The findings directly address the research question by identifying vapor content as a controlling factor for moon formation efficiency in impact-generated disks. Strong gas drag in high-VMF disks removes growing moonlets before they can accrete into a large satellite, establishing a km-scale growth barrier analogous to the meter barrier in protoplanetary disks. This supports lunar origin scenarios that produce initially vapor-poor disks (canonical impacts) and disfavors highly energetic impacts that yield fully vaporized disks if a large moon is to form. The mass–composition thresholds imply that fractionally large moons should be rare around more massive rocky and icy planets and potentially around mini-Neptunes if H/He contributes to disk vapor. As vapor disks cool, small moons can still form, consistent with systems like Uranus with fractionally small satellites. Alternative formation pathways (circumplanetary accretion, capture) generally produce small total satellite masses, aligning with the inference that fractionally large moons predominantly arise from suitable impacts. The work provides actionable guidance for exomoon surveys to target smaller-radius exoplanets. Remaining complexities include the role of the Roche limit on fragmentation and coupling, potential for rapid clumping via streaming instability to bypass the km-barrier, and the influence of diverse impact parameters and mixed-composition collisions.

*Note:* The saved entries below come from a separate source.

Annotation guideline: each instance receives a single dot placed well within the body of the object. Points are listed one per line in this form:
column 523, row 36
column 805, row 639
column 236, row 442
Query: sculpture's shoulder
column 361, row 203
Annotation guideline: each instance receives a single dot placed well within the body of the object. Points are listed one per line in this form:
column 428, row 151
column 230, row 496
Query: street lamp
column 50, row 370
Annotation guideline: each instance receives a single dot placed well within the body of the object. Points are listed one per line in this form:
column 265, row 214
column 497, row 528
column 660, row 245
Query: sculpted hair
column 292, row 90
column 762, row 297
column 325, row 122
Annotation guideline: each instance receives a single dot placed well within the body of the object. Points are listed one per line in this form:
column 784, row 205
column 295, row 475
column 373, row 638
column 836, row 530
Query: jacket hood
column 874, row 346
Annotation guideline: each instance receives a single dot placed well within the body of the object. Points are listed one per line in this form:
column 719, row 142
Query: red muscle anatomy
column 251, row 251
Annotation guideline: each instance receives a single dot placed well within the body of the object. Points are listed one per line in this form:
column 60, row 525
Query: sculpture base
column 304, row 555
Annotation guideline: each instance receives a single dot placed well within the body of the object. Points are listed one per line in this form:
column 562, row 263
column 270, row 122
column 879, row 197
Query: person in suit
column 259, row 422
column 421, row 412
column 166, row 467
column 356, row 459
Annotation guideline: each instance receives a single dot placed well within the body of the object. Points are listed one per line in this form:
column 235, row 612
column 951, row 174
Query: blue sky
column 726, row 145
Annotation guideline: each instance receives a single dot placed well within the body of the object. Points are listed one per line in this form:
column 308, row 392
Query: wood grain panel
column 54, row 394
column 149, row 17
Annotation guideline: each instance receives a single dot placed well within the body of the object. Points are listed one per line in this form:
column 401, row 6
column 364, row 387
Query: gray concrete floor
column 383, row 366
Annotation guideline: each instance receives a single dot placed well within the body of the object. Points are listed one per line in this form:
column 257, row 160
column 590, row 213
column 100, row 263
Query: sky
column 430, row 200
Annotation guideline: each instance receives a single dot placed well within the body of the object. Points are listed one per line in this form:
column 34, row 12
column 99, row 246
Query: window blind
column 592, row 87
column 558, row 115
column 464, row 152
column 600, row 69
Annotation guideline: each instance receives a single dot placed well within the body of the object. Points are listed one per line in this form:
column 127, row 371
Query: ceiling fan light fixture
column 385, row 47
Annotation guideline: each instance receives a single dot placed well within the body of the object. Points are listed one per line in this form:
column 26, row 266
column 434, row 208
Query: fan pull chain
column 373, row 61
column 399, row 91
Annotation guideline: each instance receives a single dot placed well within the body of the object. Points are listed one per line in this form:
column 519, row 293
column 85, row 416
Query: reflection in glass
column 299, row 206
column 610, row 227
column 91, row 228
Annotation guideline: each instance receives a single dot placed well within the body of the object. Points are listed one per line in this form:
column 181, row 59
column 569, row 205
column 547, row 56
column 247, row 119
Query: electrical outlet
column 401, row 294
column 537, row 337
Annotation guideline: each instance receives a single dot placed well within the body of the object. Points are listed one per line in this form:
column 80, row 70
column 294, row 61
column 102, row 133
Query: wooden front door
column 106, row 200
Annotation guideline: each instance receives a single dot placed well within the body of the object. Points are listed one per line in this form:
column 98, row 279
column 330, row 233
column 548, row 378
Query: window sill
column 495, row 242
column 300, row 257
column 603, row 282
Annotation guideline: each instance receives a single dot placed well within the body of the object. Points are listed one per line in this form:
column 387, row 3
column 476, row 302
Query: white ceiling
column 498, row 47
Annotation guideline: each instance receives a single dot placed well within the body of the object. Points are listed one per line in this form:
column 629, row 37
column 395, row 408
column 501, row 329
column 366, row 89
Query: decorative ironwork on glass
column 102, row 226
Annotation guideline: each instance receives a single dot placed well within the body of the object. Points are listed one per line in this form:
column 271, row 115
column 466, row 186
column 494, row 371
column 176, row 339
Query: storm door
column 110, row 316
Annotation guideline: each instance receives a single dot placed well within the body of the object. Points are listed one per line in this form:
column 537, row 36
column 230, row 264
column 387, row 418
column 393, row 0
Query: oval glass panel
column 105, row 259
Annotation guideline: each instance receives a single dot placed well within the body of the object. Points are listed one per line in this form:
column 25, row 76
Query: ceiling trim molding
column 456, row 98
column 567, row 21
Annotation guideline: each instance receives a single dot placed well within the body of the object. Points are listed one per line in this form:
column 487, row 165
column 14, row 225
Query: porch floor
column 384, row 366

The study concludes that fractionally large impact-induced moons require initially vapor-poor moon-forming disks. High-VMF disks generated by impacts onto sufficiently massive rocky (≥6 M⊕) or icy (≥1 M⊕) planets prevent large-moon accretion due to rapid gas-drag-driven infall of moonlets. This supports canonical Moon-forming scenarios and predicts that exomoons large relative to their planets should preferentially orbit smaller planets (radii <~1.6 R⊕). The results offer an explanation for the lack of confirmed exomoons and refine target selection for future searches (e.g., Kepler archives, HST, CHEOPS, JWST). Future research should develop more detailed disk models including condensation, vapor–solid interactions, and Roche-limit physics; explore whether streaming instability can enable rapid formation of large moonlets in vapor-rich disks; broaden the parameter space of impact conditions; and examine mixed-composition impacts and the effects of residual H/He envelopes.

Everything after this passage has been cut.